SILVER-GREENBERG: Right. So I think one of the more notable examples is that he was so well regarded within the Obama administration that Rahm Emanuel was tapped to appear at the bank's annual meeting in 2009. The appearance was eventually scuttled, but you can see that that's the level of kind of comfort, coziness that Jamie Dimon and also JPMorgan Chase has with regulators and the administration in Washington.
BLOCK: Rahm Emanuel, then White House chief of staff.
BLOCK: What about the tone of Jamie Dimon that you heard before the committee today? Did you hear any changes from what you've heard from him before, specifically, say, about regulation and his opposition to it?
SILVER-GREENBERG: No. I think there was actually - what was notable is that even despite, you know, this $2 billion trading loss that could reach upwards of $5 billion when all is said and done, he really has not changed his tone. ...NPR
For all that, the Senate -- at least the Republican senators -- didn't get much satisfaction out of the encounter, according to Dana Milbank.
Republicans found the head of the country’s largest bank to be alarmingly off-message.
Dimon had little interest in joining Republicans in complaining that President Obama’s regulations destroyed capitalism as they knew it. In fact, he even had some kind words for the Dodd-Frank financial reforms.

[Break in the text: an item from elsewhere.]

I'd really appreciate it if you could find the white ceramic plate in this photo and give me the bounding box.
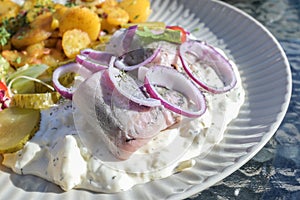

And the banker’s most passionate plea to the lawmakers was one that Republicans most emphatically don’t want to hear: Enact the Simpson-Bowles debt proposal, a package of spending cuts and — gulp — increased tax revenue that was largely scuttled by House Republicans.
“If we had done something remotely like Simpson-Bowles,” Dimon said in response to Sen. Michael Bennet (D-Colo.) at the end of the hearing, “you would have increased confidence in America. You would have shown a real fix of the long-term fiscal problem. I think you would have had . . . a more effective tax system that is conducive to economic growth.”
In fact, he said, not enacting such a plan “helped cause a downturn last year.” ...Milbank, WaPo
Truth be told, it's the Republicans who are (as usual) deeply into the porn of the encounter. See the shivers running down this Republican senator's spine.
... Who could keep pace with Sen. Jim DeMint (R-S.C.), who said, “We can hardly sit in judgment of your losing $2 billion”? The apparently awestruck senator stammered: “I — I — I think we do need to recognize that you are a very big bank, the biggest in the world.”
Despite all the affirmations of how very big and large and huge and great and powerful Dimon is, he declined to join their all-out assault on the Wall Street reforms. ...Milbank, WaPo
Republicans tried to get a little special love from Dimon and ...failed.